*In process of stocking* Featuring the Sweden-based pianist, new music pioneer, and former Merce Cunningham-collaborator Kristine Scholz, the album "Scholz plays Otte and Cage" is focusing the music of two composers who over time came to mean a great deal to one another: Hans Otte (1926-2007) and John Cage (1912-1992). On the album, four movements from Otte's seminal work "Das Buch der Klänge" (1979-82) is combined with a stunning interpretation of Cage's "Music for Piano 4-19" (1953).
As the extensive liner notes by fellow pianist Mats Persson informs us, Otte and Cage first met in 1950s, at Yale University. Though, their close and mutual friendship developed later, after Otte had become the music director for Radio Bremen and had founded the festivals pro musica antiqua and pro musica nova. Cage was a frequently recurring guest at these festivals (where also Scholz has performed in duo with Mats Persson, with whom she's been working continuously since 1969).
"Das Buch der Klänge" is a brilliant example of Otte's ambitions to "bring sound closer to the listener/observer and thus give people the possibility to say in, rest in and live with sound". These qualities also resonates in "Music for Piano 4-19" by Cage, who already in the late 40s talked about liberating sounds from intentions and traditional ties.

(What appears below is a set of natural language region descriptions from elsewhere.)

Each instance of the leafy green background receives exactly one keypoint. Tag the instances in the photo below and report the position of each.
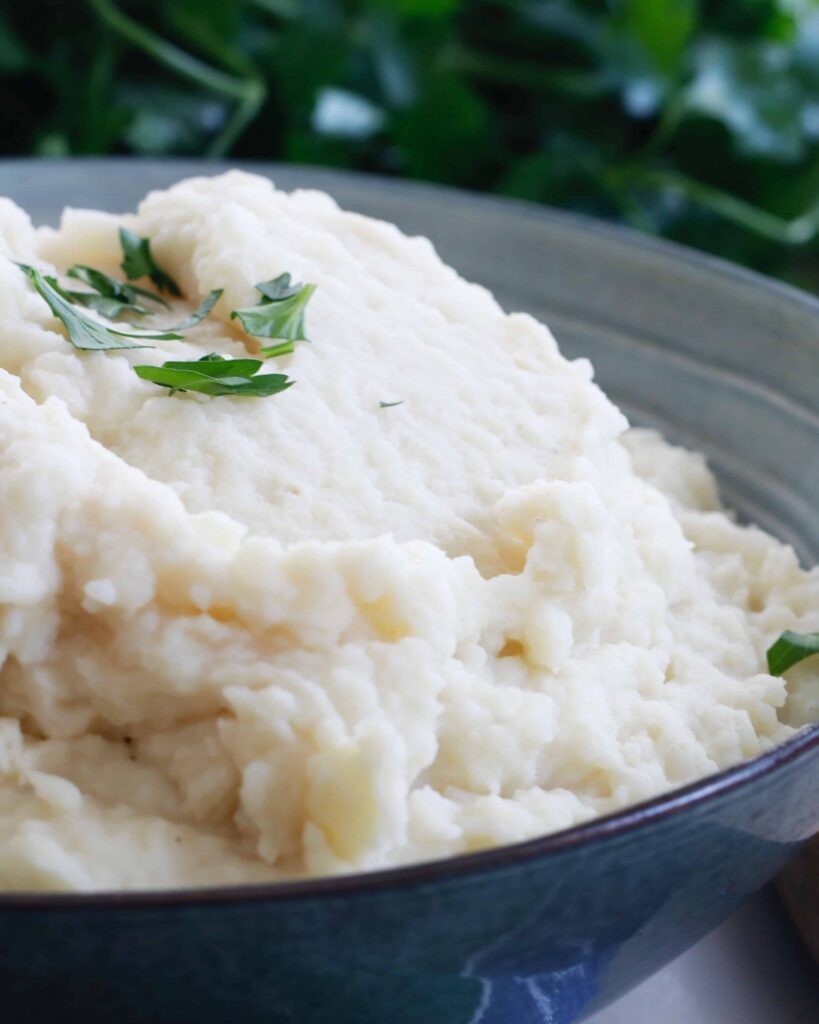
(693, 119)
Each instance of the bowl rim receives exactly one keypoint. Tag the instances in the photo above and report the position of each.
(604, 828)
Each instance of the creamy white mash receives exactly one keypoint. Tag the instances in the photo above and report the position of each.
(255, 638)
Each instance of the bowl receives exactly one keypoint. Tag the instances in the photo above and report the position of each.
(545, 931)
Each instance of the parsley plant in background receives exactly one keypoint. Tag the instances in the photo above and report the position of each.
(698, 121)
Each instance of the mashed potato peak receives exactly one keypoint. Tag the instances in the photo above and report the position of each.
(257, 638)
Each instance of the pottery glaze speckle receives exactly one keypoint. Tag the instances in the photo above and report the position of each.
(550, 931)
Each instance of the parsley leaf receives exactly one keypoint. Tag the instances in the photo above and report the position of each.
(277, 289)
(138, 262)
(111, 288)
(84, 332)
(281, 317)
(789, 649)
(284, 348)
(215, 375)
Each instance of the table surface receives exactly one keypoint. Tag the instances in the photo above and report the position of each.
(752, 970)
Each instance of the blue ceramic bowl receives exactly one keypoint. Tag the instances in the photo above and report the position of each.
(550, 930)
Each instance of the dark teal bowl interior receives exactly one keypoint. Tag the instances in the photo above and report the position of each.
(547, 931)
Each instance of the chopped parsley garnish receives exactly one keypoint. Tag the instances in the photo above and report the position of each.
(277, 289)
(83, 331)
(279, 313)
(215, 375)
(137, 262)
(789, 649)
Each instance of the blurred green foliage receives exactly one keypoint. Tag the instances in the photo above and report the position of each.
(693, 119)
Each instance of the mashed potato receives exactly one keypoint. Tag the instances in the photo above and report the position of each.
(256, 638)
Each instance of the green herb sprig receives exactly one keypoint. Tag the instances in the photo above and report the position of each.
(83, 331)
(279, 314)
(789, 649)
(214, 375)
(112, 298)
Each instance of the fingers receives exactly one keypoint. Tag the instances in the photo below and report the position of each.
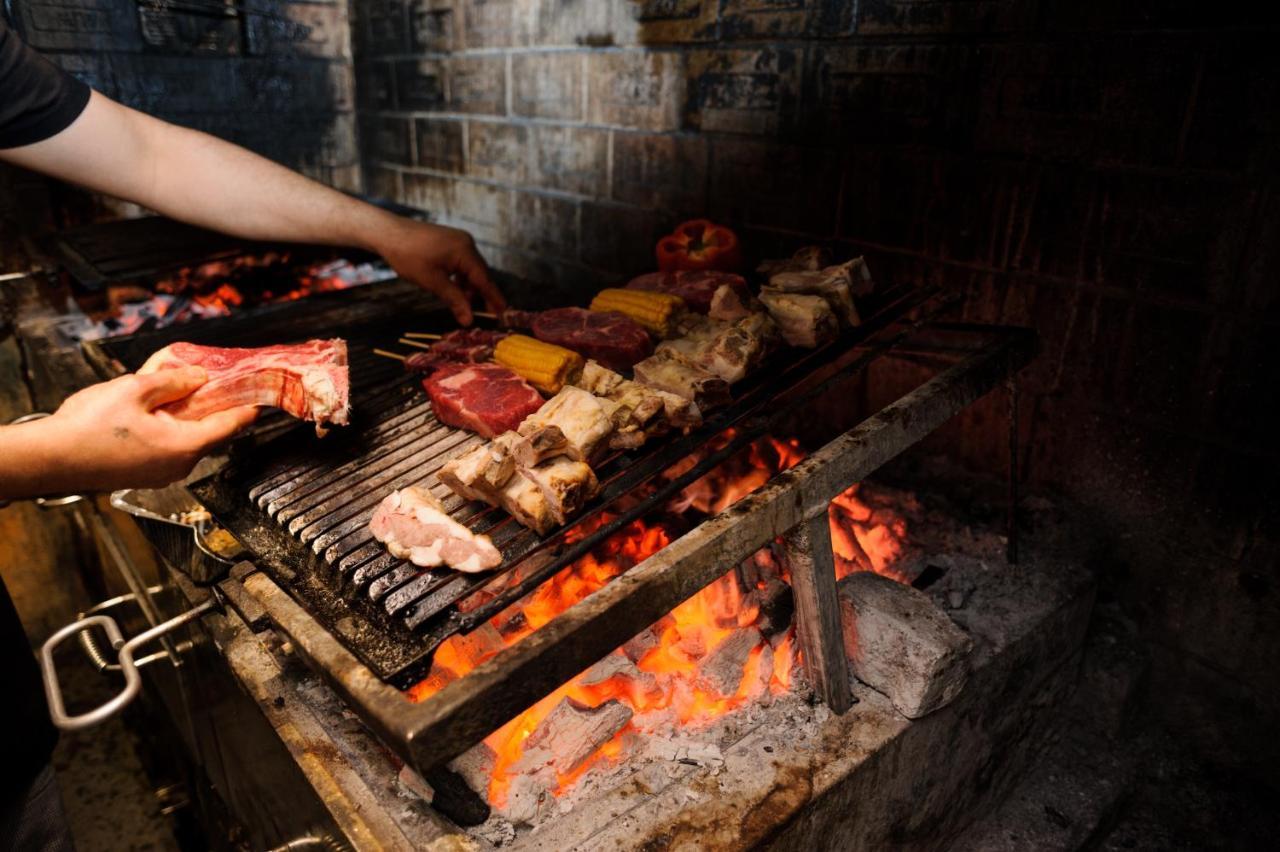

As Persson explains regarding "Music for Piano", "[t]he score consists of 16 pages, which can be played as separate pieces or as one continuous piece" or "together with parts of/or the whole of Music for Piano 21-84 [...] I Ching operations decide the number of notes on each page, clefs (treble or bass), accidentals (#, b or natural) and technique (ordinario, pizzicato or muted) for each note. Tempi and dynamics are left to the interpreter to decide." With the right pedal being depressed throughout, a meditative sonic landscape emerges, wherein Scholz' unique capacity to highlight the slow-moving melodies inherent in the score, creates a calm yet distinct forward-movement.